Traditionnellement, le royaume séleucide est considéré, à l’image de l’empire ottoman du début du XXe siècle, comme un « homme malade » ; comme un royaume au déclin inéluctable autant qu’interminable. Les jugements de valeur sont légion concernant aussi bien les reines, volontiers perçues comme dangereuses et manipulatrices, que les rois, soit faibles et indolents, soit rapaces, sanguinaires et impies.

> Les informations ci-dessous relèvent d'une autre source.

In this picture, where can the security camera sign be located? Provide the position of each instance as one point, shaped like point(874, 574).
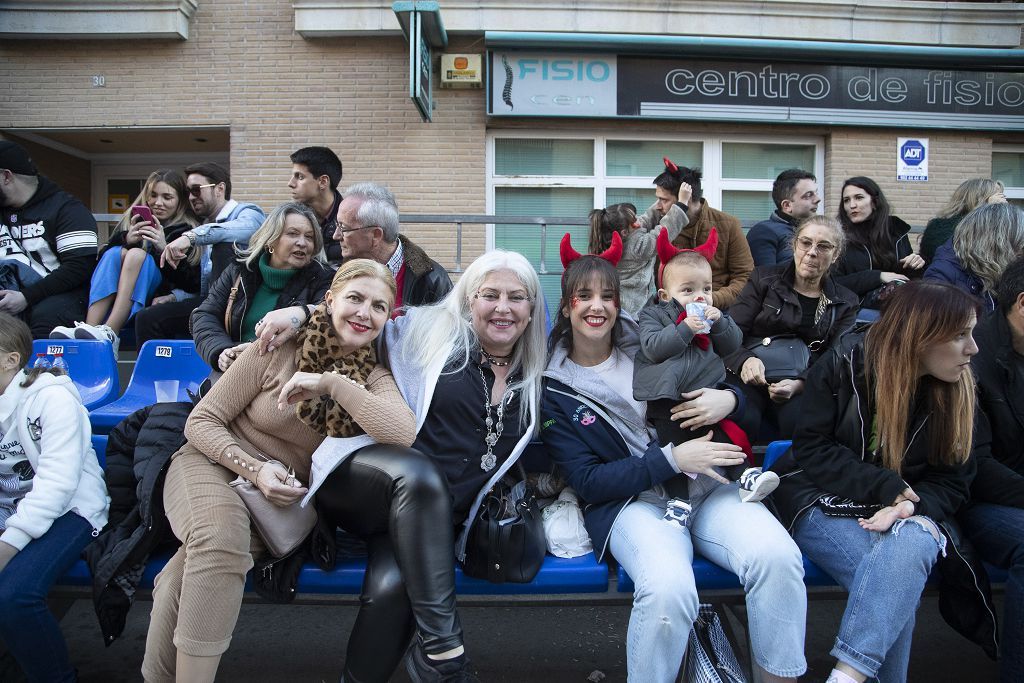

Pourtant, dans la lignée des travaux récents de réévaluation de ce royaume méconnu, et puisqu’il apparaît que les Séleucides n’étaient pas si faibles qu’on a longtemps voulu le croire en se fiant aux sources polémiques produites par les Juifs ou par les Romains, les spécialistes s’intéressent de plus en plus aujourd’hui aux causes de leur effondrement.
Ainsi, la cinquième rencontre du Seleukid Study Group à Bruxelles en août 2015 et dont les actes constituent le cœur du présent ouvrage, se voulait l’héritière directe de ces travaux, focalisant l’attention sur les capacités de résilience des Séleucides qui expliquent leur maintien aux commandes bien longtemps après leur défaite militaire face aux Romains. Grâce à l’interdisciplinarité et aux grandes qualités des chercheurs réunis, cet ouvrage est un plaidoyer souvent très convaincant en faveur d’une réévaluation des conséquences de la paix d’Apamée sur la Méditerranée occidentale. De manière globale, les contributions font du royaume séleucide, au moins jusqu’à la mort d’Antiochos VII en 129, la principale puissance politique du Levant, avec une influence même sur les territoires perdus. Rome, souvent vue comme la nouvelle superpuissance après Apamée, paraît au contraire très secondaire et peu intéressée par les affaires orientales. Dès lors, le titre de l’ouvrage est sans doute un peu trompeur.
Si Apamée n’est pas la cause majeure de la dislocation du royaume, alors c’est ailleurs qu’il faut mener l’enquête, ce qui conduit Altay Coşkun et David Engels conjointement, dans leur introduction, à examiner un faisceau d’éléments imbriqués : la défaite militaire, certes, mais aussi l’activité diplomatique romaine qui reconnaît officiellement diverses entités de plus en plus séparées du royaume, les actions locales de ces mêmes entités qui revendiquent de plus en plus fréquemment la royauté et n’hésitent pas à se tourner vers l’amicitia romaine au détriment de leurs anciens suzerains, la sécession des Parthes qui privent les Séleucides d’un de leurs centres névralgiques, la Babylonie et la Médie, régions les plus riches en ressources et en hommes mobilisables, enfin les rivalités dynastiques et les alliances matrimoniales avec la dynastie concurrente des Lagides. Dans son « épilogue », Altay Coşkun va jusqu’à écrire que les pires ennemis des Séleucides sont les Séleucides eux-mêmes, qui se noient dans leurs divisions exacerbées par la diplomatie romaine et ptolémaïque.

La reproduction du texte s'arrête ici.